Пузатые часы в футляре красного дерева в гостиной пробили половину первого; они всегда спешили на пять минут (так же, как бабушкины часы в холле всегда на пять минут отставали) и издавали мелодичный звон в две ноты, и висевшая на цепи маленькая серебряная луна с задумчивым ликом, над которой Стивен трудился несколько дней, поднималась на четверть дюйма. Тик-так, тик-так, тик-так. Словно капли воды сквозь сито ее костей.
В Америке сейчас обед. Ларри с Кирсти и Эллой наверняка сидят за столом и едят какое-нибудь приготовленное Кирсти причудливое «здоровое» блюдо, хотя никто из них не жаловался на здоровье, если не считать Эллиной астмы, а из этой мухи не стоило делать слона. Кирсти вроде увлеклась буддизмом? Раньше был веганизм, сайентология и еще бог знает что.

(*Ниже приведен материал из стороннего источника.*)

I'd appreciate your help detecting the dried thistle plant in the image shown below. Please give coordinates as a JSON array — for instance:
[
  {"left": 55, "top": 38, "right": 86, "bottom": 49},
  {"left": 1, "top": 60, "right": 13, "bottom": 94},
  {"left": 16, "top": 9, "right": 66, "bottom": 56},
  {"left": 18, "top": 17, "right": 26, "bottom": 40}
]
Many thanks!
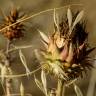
[{"left": 35, "top": 8, "right": 95, "bottom": 96}]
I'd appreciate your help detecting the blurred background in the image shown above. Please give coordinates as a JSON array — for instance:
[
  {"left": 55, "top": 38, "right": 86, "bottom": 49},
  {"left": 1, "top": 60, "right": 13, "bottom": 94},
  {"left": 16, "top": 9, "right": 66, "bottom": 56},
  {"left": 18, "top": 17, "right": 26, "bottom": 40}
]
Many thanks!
[{"left": 0, "top": 0, "right": 96, "bottom": 96}]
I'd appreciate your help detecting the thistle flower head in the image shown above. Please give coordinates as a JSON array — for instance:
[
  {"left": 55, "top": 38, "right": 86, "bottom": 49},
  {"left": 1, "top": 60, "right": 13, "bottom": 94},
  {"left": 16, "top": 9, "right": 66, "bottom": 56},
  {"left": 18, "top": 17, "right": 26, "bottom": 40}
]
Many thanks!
[
  {"left": 40, "top": 8, "right": 94, "bottom": 80},
  {"left": 1, "top": 8, "right": 24, "bottom": 40}
]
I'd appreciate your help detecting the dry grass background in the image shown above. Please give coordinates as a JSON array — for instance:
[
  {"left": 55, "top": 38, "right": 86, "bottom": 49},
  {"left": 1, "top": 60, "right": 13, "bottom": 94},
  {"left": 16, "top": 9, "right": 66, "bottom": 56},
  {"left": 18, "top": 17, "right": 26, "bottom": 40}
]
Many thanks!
[{"left": 0, "top": 0, "right": 96, "bottom": 96}]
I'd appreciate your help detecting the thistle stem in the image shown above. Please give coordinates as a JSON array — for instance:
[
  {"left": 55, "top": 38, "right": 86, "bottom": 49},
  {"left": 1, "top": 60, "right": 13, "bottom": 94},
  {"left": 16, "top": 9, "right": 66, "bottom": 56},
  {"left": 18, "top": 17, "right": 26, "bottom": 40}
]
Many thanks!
[
  {"left": 56, "top": 79, "right": 64, "bottom": 96},
  {"left": 5, "top": 40, "right": 11, "bottom": 96}
]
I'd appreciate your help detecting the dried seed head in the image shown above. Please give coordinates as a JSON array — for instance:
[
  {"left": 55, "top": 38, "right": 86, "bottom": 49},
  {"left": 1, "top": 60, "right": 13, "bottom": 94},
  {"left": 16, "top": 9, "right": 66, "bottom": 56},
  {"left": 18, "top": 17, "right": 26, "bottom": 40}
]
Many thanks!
[
  {"left": 1, "top": 8, "right": 24, "bottom": 40},
  {"left": 38, "top": 9, "right": 94, "bottom": 80}
]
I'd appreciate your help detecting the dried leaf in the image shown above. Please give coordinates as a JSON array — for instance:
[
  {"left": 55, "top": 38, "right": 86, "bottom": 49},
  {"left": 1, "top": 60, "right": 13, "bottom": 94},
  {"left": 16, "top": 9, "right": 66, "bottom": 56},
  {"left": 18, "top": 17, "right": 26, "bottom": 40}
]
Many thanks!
[
  {"left": 67, "top": 8, "right": 72, "bottom": 28},
  {"left": 74, "top": 84, "right": 83, "bottom": 96},
  {"left": 49, "top": 62, "right": 68, "bottom": 80},
  {"left": 20, "top": 83, "right": 24, "bottom": 96},
  {"left": 1, "top": 66, "right": 8, "bottom": 82},
  {"left": 72, "top": 10, "right": 84, "bottom": 29},
  {"left": 34, "top": 75, "right": 44, "bottom": 93},
  {"left": 34, "top": 49, "right": 42, "bottom": 62},
  {"left": 38, "top": 30, "right": 49, "bottom": 43},
  {"left": 19, "top": 50, "right": 30, "bottom": 75},
  {"left": 41, "top": 70, "right": 47, "bottom": 96},
  {"left": 8, "top": 45, "right": 32, "bottom": 52}
]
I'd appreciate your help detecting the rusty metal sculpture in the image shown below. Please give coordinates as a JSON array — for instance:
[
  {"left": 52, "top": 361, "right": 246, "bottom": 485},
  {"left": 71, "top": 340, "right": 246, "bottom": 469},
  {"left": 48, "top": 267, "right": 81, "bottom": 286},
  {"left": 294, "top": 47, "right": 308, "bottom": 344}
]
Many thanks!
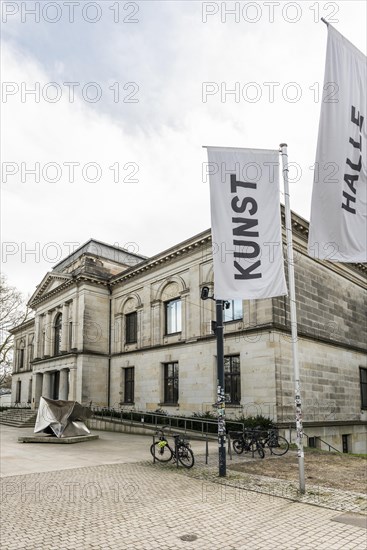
[{"left": 34, "top": 397, "right": 91, "bottom": 437}]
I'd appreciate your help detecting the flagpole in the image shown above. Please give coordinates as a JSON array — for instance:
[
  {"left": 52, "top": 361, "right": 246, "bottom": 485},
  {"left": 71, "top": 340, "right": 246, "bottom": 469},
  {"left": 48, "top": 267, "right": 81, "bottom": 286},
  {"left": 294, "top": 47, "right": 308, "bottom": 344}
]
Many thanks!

Беспокойные люди эти американцы. Каждый мечтает стать Питером Пэном или феей Колокольчик. Глупо это выглядит, когда целая страна бежит куда-то в погоне за счастьем. А если его не находят, то просто впадают в панику. Но люди там добрые. Щедрые. К тому же Ларри был там очень счастлив, хотя она всегда надеялась, что он вернется домой. У нее на видеокассетах были все серии «Генерала Солнечной долины». Она так и не поняла, почему его перестали снимать. Он говорил про художественные разногласия. Но что это значило? Особенно художественным этот сериал назвать было нельзя. А когда на прошлое Рождество она ездила в Сан-Франциско, то увидела, что он часами лежит на большом диване перед телевизором и пьет («Это всего лишь пиво, мама. Не волнуйся!»), и тут же с ужасом вспомнила Стивена.